On most days, I am like a little car wondering how I can go anywhere without fuel.
Mmmh, I enjoy metaphors as you can see, so I had to get that one out of the way.
Going back to my grandma, Anna Glowinski, I've never visited that horrid distorted space she lived in exactly, perhaps because the medicine I take holds me back, but I regularly visit its antechamber (metaphor!!): a space where the distortion is that nothing I do, am, feel etc....really matters so why bother?
It's a heady mixture of existentialism, anhedonia and pain.
So what were the odds of a relapse about now in my life? Close to 100%. Friends, I saw it coming and actually tried to ask for help to prevent it. I remember sitting friends down and explaining that we needed to have regular dinners at my house. Prevention attempt. I remember explaining that I was at high risk of tanking. Prevention attempt.
To be fair, I may not have been clear enough or talked to the people who were the most likely to heed my ask. But ok, why was it so obviously a high risk of tanking period:
1-My husband Jim moved to Stanford and I've stayed behind while our youngest finishes High School. I encouraged Jim to take an awesome job and I love the Bay Area. But....this is reminding my brain in every way of when our kids were little, I had no family in town, and Jim was working all the time: not fun times. Overwhelmed, isolated, completely depleted times.
2-The kids are not little. For those of you who have been through that adolescent parenting stage and for those of you who will enter it: it is not low maintenance. It's a high acrobatics parenting stage. It's a stage characterized by high criticism and low empathy (for you.) I often think about the Star Trek episode "Collective" where five Borg teens are encountered and this memorable spot-on musing: they're not exactly drones. Mature Borg are predictable. They'll ignore you or assimilate you, but these juveniles, they're unstable. They are contemptuous of authority, convinced that they are superior. Typical adolescent behavior for any species." (Thanks hard core Star Trek fans for online sharing of super detailed summaries of each episode.)
3-We (me but by we I mean the center of the family) are moving to a new state in a year and a half and that means disconnection from what I have built in teams I love at work over decades and separation from a few people that are like family to me. This is for sure reminding my brain of the (still vastly under-processed, because, well, I've been busy in this life thus far) pain and loss of leaving France when I was 20. Pre-internet. Phone calls were expensive. I was too poor to go back and forth and get a home-things infusion. It was an amputation so painful that things did not feel quite real for years. My brain is worried about getting another amputation and I can talk up the new Silicone Valley prosthesis all I want, it's not working at this transitional point.

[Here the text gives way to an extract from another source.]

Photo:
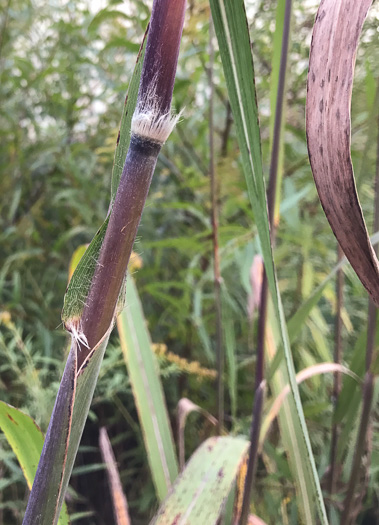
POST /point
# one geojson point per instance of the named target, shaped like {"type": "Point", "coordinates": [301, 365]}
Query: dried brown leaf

4-A lot of other cumulatively depressogenic things have happened: best friends have moved away, support systems evaporated because in the end too personally costly, people have died from both tragically avoidable and tragically unavoidable causes.
So if you've hung on and read till now, two things: I may be sounding much more plaintive and negative than usual. That is the pain of depression talking. I may also be worrying about the way I sound because that's a very unfortunate correlate of depression: this internal experience of burdening others and so forth. I also want to say that I have been in this place before, more severely in the past, and that I know that one day probably a few weeks from now, I will see something like a sun beam and be myself again: enormously happy and grateful to be alive.
Pivoting out of this: I made myself a promise. I am going to aim to be as compassionate to myself as I can be. As compassionate as I am with others.
That means: telling you about the details it in a next post....I have places to be and things to do (in all seriousness.)
Thank you and much, much, much love,
Anne
You are a lovely and special person and I hope and pray that these dark days pass swiftly by. I also thank-you (& Sammy) for letting me move out here.